The Sindh government and the World Bank reached an understanding on Monday to begin working on projects, entailing investments of around $2 billion, to develop Karachi and make it one of the most beautiful cities of the world.
During a meeting at the CM House, the Sindh government delegation, headed by Chief Minister Syed Murad Ali Shah, and the World Bank delegation, headed by its Country Director Patchamuthu Illangovan, discussed the three projects. The documentation work is to be submitted for final approval to the World Bank.
Urban Mobility Project
Karachi Urban Mobility (KUMP) project, estimated to cost $400m, aims to improve urban mobility, especially for women, by increasing accessibility and ensuring road safety. Under this project, the infrastructure for the Bus Rapid Transit System (BRTS) will be constructed.
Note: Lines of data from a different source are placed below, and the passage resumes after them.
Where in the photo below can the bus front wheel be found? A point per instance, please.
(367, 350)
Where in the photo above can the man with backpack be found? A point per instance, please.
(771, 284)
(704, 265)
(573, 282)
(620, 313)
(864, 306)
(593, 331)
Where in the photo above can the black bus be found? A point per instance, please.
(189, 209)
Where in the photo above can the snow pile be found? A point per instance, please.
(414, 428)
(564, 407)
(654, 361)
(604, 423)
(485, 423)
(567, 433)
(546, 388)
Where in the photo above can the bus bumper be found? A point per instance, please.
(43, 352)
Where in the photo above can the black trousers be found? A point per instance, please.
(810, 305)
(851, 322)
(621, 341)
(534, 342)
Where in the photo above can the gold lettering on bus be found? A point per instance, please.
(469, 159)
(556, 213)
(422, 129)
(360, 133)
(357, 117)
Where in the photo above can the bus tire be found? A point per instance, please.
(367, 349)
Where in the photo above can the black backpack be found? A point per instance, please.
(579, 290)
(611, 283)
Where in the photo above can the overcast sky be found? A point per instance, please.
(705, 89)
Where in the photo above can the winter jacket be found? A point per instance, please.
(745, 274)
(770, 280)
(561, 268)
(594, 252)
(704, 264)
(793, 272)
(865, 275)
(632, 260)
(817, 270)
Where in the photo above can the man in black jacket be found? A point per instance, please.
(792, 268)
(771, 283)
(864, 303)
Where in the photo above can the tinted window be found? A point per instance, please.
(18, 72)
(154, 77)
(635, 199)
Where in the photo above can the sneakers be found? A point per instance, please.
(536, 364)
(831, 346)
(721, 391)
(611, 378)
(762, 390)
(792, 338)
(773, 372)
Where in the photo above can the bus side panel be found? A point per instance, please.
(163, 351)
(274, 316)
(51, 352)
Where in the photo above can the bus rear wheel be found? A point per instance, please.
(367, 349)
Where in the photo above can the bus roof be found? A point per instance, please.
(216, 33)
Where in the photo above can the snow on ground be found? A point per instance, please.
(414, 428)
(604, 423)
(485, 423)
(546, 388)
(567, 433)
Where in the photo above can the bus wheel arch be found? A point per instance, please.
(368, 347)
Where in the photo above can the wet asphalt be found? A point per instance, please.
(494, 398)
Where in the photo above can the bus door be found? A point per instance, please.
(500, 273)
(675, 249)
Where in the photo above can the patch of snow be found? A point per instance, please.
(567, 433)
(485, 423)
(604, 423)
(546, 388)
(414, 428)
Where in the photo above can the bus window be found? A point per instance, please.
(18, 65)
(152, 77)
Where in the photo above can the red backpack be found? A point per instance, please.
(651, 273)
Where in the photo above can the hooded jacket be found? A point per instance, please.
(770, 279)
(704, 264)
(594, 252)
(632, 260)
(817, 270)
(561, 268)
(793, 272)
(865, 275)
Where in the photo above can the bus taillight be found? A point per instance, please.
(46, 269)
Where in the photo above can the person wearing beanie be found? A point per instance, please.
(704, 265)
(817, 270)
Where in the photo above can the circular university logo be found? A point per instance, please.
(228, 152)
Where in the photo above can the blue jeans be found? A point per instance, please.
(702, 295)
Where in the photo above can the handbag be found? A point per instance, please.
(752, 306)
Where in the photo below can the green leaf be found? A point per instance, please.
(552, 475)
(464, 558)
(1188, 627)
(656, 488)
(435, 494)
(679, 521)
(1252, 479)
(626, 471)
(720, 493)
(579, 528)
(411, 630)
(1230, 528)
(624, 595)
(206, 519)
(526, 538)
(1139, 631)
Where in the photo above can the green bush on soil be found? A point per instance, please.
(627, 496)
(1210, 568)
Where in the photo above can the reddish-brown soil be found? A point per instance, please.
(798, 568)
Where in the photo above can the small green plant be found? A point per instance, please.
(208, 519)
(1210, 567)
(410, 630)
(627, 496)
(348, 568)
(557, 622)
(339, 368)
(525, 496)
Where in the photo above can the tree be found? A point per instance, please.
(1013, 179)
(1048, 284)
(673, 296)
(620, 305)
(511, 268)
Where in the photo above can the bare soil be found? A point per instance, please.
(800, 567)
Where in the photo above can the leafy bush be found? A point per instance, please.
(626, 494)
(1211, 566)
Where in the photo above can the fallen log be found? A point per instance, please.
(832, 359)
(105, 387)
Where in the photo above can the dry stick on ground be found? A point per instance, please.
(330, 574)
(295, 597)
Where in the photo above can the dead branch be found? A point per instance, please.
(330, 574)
World Bank experts will also conduct capacity building exercises for the officials of Sindh Mass Transit Authority (SMTA) that will be managing the BRTS upon completion. The World Bank will also finance the rehabilitation of the roads, footpaths and develop other relevant infrastructure.
The CM said that Karachi was the most beautiful city and its beauty would flourish after its transport system is established. “We are working on KCR [Karachi Circular Railway] project, but even then there is a dire need for the urban transport system of BRT,” he said.
Illangovan agreed to take up the project and urged the transport department to furnish all the relevant documents, PC-I and other layout plans, with them so that it could be sent for final approval from their board.
Addressing water issues
The CM said that he wanted to turn KWSB into one the most efficient and effective service delivery institutions. He added that this would require restructuring of its entire water supply and drainage system.
At the request of the Sindh government, the World Bank studied the water issues confronting the people and developed Karachi Water and Sewerage Services Improvement Project (KWSSIP), a $1.6 billion plan to resolve the problems. The purpose of the programme is to provide safe and reliable water and sewerage services and encourage private sector investment in water supply and waste water treatment plans.
World Bank experts said that KWSB required reforms in three sectors. Firstly, operational capacity for safe, sustainable and equitable water service delivery to all customers needed to be raised. Secondly, KWSB’s financial stability needed to be restored. The third reform was needed in the board’s governance and institutional operations.